Let speed of $A$ be $ = x$ km per hour and speed of B be $ = y$km per hour
We know that, $Time = \dfrac{{Dis\tan ce}}{{Speed}}$ ,
Time taken by $A$ to cover 30 km $ = $$\dfrac{{30}}{x}$
Time taken by $B$ to cover 30 km $ = \dfrac{{30}}{y}$
Now,
$\dfrac{{30}}{x}$ $ = \dfrac{{30}}{4} + 3$
$\dfrac{{30}}{x} - \dfrac{{30}}{y} = 3$ …… (1)
When $A$ doubles his speed, then the time taken by $A$ $ = \dfrac{{30}}{2x}$
$
  \dfrac{{30}}{y} = \dfrac{{30}}{{2x}} + \dfrac{3}{2} \\
  \dfrac{{30}}{y} - \dfrac{{30}}{{2x}} = \dfrac{3}{2} \\
 $
$\dfrac{{30}}{y} - \dfrac{{15}}{x} = \dfrac{3}{2}$ ….. (2)

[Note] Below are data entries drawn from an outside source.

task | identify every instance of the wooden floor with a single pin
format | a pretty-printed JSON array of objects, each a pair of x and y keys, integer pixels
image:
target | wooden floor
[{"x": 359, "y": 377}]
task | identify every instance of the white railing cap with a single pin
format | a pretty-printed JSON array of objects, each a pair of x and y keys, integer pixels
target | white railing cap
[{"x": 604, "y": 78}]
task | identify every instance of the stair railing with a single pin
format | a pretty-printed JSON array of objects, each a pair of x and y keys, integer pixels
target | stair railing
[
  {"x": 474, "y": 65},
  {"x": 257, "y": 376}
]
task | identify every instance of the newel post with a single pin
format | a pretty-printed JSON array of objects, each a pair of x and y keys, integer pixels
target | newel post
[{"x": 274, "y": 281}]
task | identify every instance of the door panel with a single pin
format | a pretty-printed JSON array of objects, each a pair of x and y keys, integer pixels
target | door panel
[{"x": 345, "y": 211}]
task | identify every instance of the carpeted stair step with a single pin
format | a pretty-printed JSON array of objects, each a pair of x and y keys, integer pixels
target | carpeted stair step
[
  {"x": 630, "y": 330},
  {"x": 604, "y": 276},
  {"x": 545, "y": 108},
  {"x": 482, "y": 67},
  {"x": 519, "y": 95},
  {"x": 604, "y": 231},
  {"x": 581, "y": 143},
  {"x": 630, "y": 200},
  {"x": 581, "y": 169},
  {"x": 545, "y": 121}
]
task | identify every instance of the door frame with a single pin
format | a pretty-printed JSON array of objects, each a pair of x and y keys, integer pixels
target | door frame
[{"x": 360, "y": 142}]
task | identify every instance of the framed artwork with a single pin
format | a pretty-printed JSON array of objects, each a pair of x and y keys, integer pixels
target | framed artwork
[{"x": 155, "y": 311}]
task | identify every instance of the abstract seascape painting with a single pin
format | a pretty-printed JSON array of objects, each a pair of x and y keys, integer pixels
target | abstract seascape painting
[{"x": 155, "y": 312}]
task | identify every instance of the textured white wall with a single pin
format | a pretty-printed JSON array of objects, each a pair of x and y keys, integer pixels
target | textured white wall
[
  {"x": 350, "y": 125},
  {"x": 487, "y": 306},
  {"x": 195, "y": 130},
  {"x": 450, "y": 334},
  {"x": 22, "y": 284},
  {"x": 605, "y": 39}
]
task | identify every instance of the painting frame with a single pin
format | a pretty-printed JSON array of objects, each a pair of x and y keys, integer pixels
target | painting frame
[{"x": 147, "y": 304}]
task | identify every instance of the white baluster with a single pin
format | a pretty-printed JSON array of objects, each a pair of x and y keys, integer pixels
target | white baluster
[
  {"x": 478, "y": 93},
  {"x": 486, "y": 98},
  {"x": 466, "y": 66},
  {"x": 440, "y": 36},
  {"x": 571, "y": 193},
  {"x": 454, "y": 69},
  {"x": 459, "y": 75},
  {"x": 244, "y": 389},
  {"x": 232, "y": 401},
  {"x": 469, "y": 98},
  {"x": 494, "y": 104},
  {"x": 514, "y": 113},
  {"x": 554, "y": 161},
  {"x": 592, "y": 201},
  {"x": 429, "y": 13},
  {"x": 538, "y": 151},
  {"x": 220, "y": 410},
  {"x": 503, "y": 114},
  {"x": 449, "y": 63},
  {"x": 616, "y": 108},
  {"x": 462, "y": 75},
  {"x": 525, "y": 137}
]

Let us assume that $\dfrac{1}{x}$ $ = $ p and $\dfrac{1}{y} = $ q
So equation (1) and (2) becomes
$30p - 30q = 3$ …. (iii)
$30q - 15p = \dfrac{3}{2}$ …. (iv)
On adding equation (iii) and (iv) we get,
$30p - 30q = 3$
$ + \left( { - 15p} \right) + 30q = \dfrac{3}{2}$
From $p$ we get,
$15p = \dfrac{9}{2}$
$p = \dfrac{9}{{\left( {2 \times 15} \right)}}$
$p = \dfrac{3}{{10}}$
Substituting the value of $p = \dfrac{3}{{10}}$ in equation (iii) we get
$
  30p - 30q = 3 \\
  30\left( {\dfrac{3}{{10}}} \right) - 3q = 3 \\
  9 - 30q = 3 \\
   - 30q = - 6 \\
  q = \dfrac{1}{5} \\
 $
Now we know that $\dfrac{1}{y} = q$
$\dfrac{1}{y} = \dfrac{1}{5}$
$y = 5$ km per hour.
And, $\dfrac{1}{x} = p$
$\dfrac{1}{x} = \dfrac{3}{{10}}$
$x = \dfrac{{10}}{3}$ km per hour
Hence,
$A$ $ = \dfrac{{10}}{3}$ km per hour.
$B = 5$ km per hour.

Note: Whenever we come up with this type of question, one must know that the method of linear equations by substitution works by solving one of the equations for one of the variable, and then plugging this back into the other equation, “substitution” for the chosen variable and solving for the other. Then you back-solve for the first variable.